I think my biggest decision is between Gold and Platinum.  DVC gives me about 2 weeks in a 2 bedroom , so it is good for family gatherings (kid's are basically both in college).  I have enough Wyndham points for 2 weeks in prime season in a 1 bedrooms (about 10-11 days in 2bdr)  My thought on Hyatt is that it would be used for just my wife and I.  Seems a studio or 1 Bedroom would meet our needs, so 2200 seems like a lot of points for the additional resale purchase cost of gold vs platinum (even though MF's are about the same).  I'm thinking of 1880 points and seeing how things go.  Any and all comments appreciated.


----------



## benjaminb13 (Jan 11, 2009)

Since its just for you and your wife, Do you have have flexibility in travel times?

If so 1880 with Hyatt will go a long way


----------



## tarabell (Jan 11, 2009)

Benjamin:

Yes, fortunately I have complete flexibility.  The only time periods we can spend with the kids is Thanksgiving and Christmas.  That is why we purchased DVC.  Warm weather, fun place, cheap and easy to get to from anywhere. 

The Wyndham buy was basically to fill in gaps in off-seasons.  Maybe Destin in October for example, or  using it on the front end at Disney (to avoid weekend DVC point costs).

I don't need additional time, but I think I can use it.  I have become intrigued by Hyatt after exploring Starwood, HGVC and Marriott.  When I compare all of things important to me, Hyatt seems a much better fit.  The 1880 packages seem to be priced way more aggresively than the Diamond, and I generally won't use Hyatt at diamond time anyway.  With resale prices where they are, the time seems to be now. 

Thanks for your feedback


----------



## benjaminb13 (Jan 11, 2009)

If you want a week during prime time- Id say 2000-2200. Best deal for the dollar because you will pay the same MF  no matter how many points you buy.
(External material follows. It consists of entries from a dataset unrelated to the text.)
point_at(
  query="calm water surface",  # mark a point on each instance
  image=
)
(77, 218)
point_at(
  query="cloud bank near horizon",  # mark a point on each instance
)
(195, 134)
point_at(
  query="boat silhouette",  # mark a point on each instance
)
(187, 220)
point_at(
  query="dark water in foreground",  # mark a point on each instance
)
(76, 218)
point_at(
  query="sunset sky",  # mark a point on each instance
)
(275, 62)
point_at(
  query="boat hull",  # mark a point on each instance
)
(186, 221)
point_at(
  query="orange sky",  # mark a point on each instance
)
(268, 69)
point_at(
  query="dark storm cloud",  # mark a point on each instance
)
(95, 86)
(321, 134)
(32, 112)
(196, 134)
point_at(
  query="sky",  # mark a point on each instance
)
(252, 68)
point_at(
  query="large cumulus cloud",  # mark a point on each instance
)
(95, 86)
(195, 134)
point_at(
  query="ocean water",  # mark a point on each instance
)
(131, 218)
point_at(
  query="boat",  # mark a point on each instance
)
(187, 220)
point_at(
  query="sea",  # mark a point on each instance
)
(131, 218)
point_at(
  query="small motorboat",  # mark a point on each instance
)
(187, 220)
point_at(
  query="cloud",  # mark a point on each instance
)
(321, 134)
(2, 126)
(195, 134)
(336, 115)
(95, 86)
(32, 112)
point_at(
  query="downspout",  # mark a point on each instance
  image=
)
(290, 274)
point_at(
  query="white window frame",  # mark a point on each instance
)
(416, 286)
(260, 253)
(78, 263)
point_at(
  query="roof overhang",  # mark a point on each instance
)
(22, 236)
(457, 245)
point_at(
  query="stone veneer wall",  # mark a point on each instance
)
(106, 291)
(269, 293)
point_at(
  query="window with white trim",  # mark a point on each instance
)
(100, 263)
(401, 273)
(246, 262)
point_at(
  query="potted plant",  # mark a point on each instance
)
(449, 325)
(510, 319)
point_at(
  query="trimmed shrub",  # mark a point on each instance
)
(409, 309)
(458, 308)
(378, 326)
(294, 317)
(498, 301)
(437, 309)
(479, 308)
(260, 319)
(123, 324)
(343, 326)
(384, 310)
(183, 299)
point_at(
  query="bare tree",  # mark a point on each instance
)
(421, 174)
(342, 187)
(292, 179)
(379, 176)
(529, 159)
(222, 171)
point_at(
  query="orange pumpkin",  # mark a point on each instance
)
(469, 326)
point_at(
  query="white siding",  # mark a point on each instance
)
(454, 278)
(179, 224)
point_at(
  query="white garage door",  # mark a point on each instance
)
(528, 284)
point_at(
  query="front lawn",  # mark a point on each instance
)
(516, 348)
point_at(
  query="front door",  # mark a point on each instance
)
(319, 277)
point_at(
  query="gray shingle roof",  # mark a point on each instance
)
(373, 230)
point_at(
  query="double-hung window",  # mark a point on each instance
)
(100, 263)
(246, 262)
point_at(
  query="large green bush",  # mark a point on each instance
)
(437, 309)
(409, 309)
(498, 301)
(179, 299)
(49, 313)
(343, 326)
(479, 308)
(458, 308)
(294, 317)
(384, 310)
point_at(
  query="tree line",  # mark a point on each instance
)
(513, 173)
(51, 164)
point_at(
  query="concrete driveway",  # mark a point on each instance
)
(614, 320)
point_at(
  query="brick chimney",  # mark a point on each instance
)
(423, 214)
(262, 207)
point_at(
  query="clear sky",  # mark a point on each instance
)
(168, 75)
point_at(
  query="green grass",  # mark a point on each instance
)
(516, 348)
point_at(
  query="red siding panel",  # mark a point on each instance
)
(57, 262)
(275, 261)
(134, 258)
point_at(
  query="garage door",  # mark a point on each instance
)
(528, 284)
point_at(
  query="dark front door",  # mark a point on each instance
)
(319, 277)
You are one of the lucky ones. Since you have flexibility - 1880 should go a long way. you can break your vacation out to 4,3 and 2 day stays if you like and have almost 2 weeks vac. Or of course each Hyatt resorts asks for different points.  So you can fins sme great deals even during  the holidays. For example you can get a week in Tahoe early June-for 1880, easter- 1400.

B4 long,You will be using the Hyatt more than you think

You can also trade through II- 1300 points almost always gets me a week on Marriott Newport Coast


----------



## Kal (Jan 11, 2009)

My suggestion also is to look hard at the 1880 point weeks.  But first do some serious "what-if" planning for actual periods of stay and resorts to see if 1880 works.  Please be aware that in Key West, there are serious limitations on studio units.  Windward Pointe and the Beach House are only 2 BR units which are not lock-outs.  Sunset Harbor has the only studios but those are not very nice.  No view and no veranda, but a very nice spa in each unit.

If 1880 points don't work, move up to 2000 but you won't get those at a bargain price.


----------



## MaryH (Jan 11, 2009)

I think from what you described, i would seriously look at Gold 1880.  The Gold price have become very attractive.  

I was seriously in the process of buying Gold week Hyatt but ended up letting someone with a slightly prior claim take it.  I looked at Hyatt seriously again in view of the fact that I ended up buying my sister out of her RHC points at her costs (1/2 of 90K or 45k for her share which typically gets me 2 more weeks) and decided that I have slightly too much time.   I ended up going for a Silver 1400 point week instead for a lower price since when I did the calculations, it would take me about 12 years of M/F points differential to make up for the difference in purchase prices.

To be strickly honest, I can trade into Hyatt for lower than Hyatt M/F but like the flexibility of partial weeks versus exchanges into KW, etc. needing to be full weeks swing the scale to buying


----------



## benjaminb13 (Jan 13, 2009)

Hyatts in Colorado are pretty incredible.  These are 100,000 resorts and you can access them with very little use of points - so long as you have the flexibility. ---O lucky one.


----------